Wednesday, November 29, 2023

AirJet

Roman Loyola (via Hacker News):

Since the MacBook Air doesn’t have a fan for the SoC, its performance will throttle down during processor-intensive work to maintain a proper operating temperature. The M2 13-inch MacBook Pro, on the other hand, has a fan that expels excessive heat so the chip can keep chugging along.

The AirJet is what Frore calls a “solid-state active cooling chip” that measures 27.5 by 41.5 by 2.8 mm, a lot smaller and thinner than a typical computer fan. It’s so thin that Frore was able to take an M2 15-inch MacBook Air and fit a set of AirJet chips inside the laptop. AirJet can keep the MacBook Air temperature at a proper level so the chip doesn’t have to throttle down. Using the Cinebench R23 benchmark, an off-the-shelf M2 MacBook Air was 7 percent slower than the M2 MacBook Pro. But the modified M2 MacBook Air with an AirJet setup matched the Cinebench score of the MacBook Pro.

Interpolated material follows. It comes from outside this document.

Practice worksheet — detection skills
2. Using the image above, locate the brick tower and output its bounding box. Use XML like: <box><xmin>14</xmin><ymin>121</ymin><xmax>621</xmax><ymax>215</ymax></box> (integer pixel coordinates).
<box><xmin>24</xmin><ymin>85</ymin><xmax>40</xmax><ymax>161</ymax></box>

It’s a proof of concept, not a product.

4 Comments RSS · Twitter · Mastodon

Sébastien LeBlanc

I mean the thinness of the MacBook Air doesn't prevent it from having a fan. It's just a conscious choice from Apple, so I don't see what these AirJet solve, they are basically the same size, if not bigger than a classic fan

@Sébastien The article says it’s a lot smaller.

The cynic in me says that if they had a technology Apple would want to buy, they wouldn’t be hacking open a MacBook and putting it on YouTube. They would be being privately contracted / acquired

@Julian, yes that's my first thought too. But the CoverFlow story shows that not everything reaches the Glorious Leaders' attention. Making things public sometimes works. Unfortunately for them, the new Glorious Leader (Tim Cook) is not the old Glorious Leader (Steve Jobs) which may cause results to differ.